Zero-click exploits on iMessage are not exactly new and may have been one of the NSO Group’s favorite points of attack to hack iPhones. Last year, Al Jazeera employees fell victim to such an attack that has been attributed to Saudi Arabia and UAE. The exploit didn’t even require that targets click on a malicious link, only that they receive a specially-crafted message.
Similar incidents happened this year even after Apple patched the earlier vulnerability. Citizen Lab examined an iPhone infected by the NSO Group’s Pegasus spyware and discovered traces of suspicious files with a .gif extension. In truth, however, these files were maliciously crafted PDFs that exploited a bug in Apple’s CoreGraphics system to execute malicious code.
The security researcher christened the exploit as FORCEDENTRY, and all that was needed to trigger it was for the target iPhone to receive such a GIF file.

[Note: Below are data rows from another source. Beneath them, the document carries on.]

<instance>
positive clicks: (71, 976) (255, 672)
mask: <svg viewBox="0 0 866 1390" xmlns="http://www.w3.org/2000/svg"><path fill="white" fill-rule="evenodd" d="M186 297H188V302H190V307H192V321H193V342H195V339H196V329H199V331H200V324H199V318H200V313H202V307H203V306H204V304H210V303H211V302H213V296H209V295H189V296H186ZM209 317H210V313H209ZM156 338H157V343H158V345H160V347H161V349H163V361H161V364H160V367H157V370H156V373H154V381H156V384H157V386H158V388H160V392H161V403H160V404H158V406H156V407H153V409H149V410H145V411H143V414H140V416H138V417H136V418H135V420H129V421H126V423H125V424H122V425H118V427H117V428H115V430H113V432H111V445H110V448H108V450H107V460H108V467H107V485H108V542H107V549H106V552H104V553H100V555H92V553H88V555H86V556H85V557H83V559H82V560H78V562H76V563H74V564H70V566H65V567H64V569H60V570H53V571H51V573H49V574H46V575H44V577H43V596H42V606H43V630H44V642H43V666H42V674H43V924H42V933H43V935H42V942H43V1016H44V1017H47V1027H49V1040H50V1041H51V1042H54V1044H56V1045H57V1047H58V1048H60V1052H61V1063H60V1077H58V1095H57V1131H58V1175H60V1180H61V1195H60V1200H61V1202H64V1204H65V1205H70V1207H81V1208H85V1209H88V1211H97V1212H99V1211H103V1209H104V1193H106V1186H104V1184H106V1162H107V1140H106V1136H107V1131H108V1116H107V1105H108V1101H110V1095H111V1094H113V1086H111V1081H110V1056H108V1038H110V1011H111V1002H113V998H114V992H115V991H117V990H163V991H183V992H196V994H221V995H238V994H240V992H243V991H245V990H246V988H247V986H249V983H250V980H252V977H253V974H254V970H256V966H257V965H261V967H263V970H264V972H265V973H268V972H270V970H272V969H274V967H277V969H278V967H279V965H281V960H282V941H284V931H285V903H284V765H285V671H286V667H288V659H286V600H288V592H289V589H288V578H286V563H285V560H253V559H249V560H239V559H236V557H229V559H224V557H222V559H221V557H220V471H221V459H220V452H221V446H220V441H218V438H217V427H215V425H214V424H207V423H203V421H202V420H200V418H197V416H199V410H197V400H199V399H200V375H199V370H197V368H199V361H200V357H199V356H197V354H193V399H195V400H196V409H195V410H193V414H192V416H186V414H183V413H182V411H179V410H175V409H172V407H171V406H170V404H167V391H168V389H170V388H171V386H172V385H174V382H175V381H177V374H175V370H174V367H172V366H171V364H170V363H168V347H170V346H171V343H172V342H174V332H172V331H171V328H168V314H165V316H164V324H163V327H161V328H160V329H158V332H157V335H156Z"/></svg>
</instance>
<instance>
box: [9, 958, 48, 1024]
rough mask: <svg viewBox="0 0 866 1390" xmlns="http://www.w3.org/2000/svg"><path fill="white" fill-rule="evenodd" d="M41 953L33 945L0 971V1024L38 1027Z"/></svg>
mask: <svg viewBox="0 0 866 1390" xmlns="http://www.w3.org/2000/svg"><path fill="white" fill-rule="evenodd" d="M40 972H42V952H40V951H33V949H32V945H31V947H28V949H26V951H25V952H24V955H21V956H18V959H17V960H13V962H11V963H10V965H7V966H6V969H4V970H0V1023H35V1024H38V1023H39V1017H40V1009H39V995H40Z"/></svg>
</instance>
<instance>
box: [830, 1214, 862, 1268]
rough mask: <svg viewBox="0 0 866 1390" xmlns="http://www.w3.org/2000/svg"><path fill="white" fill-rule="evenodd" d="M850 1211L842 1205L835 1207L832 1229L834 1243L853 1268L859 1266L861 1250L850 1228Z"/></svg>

Analyzing the spyware installed by FORCEDENTRY showed similarities to the dreaded Pegasus Spyware. NSO Group’s customers include governments known for spying on their own citizens, dissidents, activists, and political enemies.
The good news is that Apple is on top of things and has pushed iOS 14.8, macOS Big Sur 11.6, and watchOS 7.6.2 to close that security hole. All users are encouraged to update to these latest versions, especially those involved in handling sensitive information. With iOS 15 just around the corner, the days of zero-click exploits related to Apple’s CoreGraphics framework will hopefully come to an end as well.